Surface Treatment Strategies and Their Impact on the Material Behavior and Interfacial Adhesion Strength of Shape Memory Alloy NiTi Wire Integrated in Glass Fiber-Reinforced Polymer Laminate Structures
Saravanan Palaniyappan,
Harshan Kalenahalli Ramesha,
Maik Trautmann,
Steven Quirin,
Tobias Heib,
Hans-Georg Herrmann,
Guntram Wagner
Affiliations
Saravanan Palaniyappan
Group of Composites and Material Compounds (PVW), Institute of Materials Science and Engineering (IWW), Chemnitz University of Technology, 09125 Chemnitz, Germany
Harshan Kalenahalli Ramesha
Group of Composites and Material Compounds (PVW), Institute of Materials Science and Engineering (IWW), Chemnitz University of Technology, 09125 Chemnitz, Germany
Maik Trautmann
Group of Composites and Material Compounds (PVW), Institute of Materials Science and Engineering (IWW), Chemnitz University of Technology, 09125 Chemnitz, Germany
Steven Quirin
Chair for Lightweight Systems, Saarland University, 66123 Saarbrücken, Germany
Tobias Heib
Chair for Lightweight Systems, Saarland University, 66123 Saarbrücken, Germany
Hans-Georg Herrmann
Chair for Lightweight Systems, Saarland University, 66123 Saarbrücken, Germany
Guntram Wagner
Group of Composites and Material Compounds (PVW), Institute of Materials Science and Engineering (IWW), Chemnitz University of Technology, 09125 Chemnitz, Germany
Over the past few decades, there has been a growing trend in designing multifunctional materials and integrating various functions into a single component structure without defects.
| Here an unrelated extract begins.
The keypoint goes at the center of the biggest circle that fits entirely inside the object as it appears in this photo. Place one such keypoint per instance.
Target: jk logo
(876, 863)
This research addresses the contemporary demand for integrating multiple functions seamlessly into thermoplastic laminate structures. Focusing on NiTi-based shape memory alloys (SMAs), renowned for their potential in introducing functionalities like strain measurement and shape change, this study explores diverse surface treatments for SMA wires. Techniques such as thermal oxidation, plasma treatment, chemical activation, silanization, and adhesion promoter coatings are investigated. The integration of NiTi SMA into Glass Fiber-Reinforced Polymer (GFRP) laminates is pursued to enable multifunctional properties. The primary objective is to evaluate the influence of these surface treatments on surface characteristics, including roughness, phase changes, and mechanical properties. Microstructural, analytical, and in situ mechanical characterizations are conducted on both raw and treated SMA wires. The subsequent incorporation of SMA wires after characterization into GFRP laminates, utilizing hot-press technology, allows for the determination of interfacial adhesion strength through pull-out tensile tests.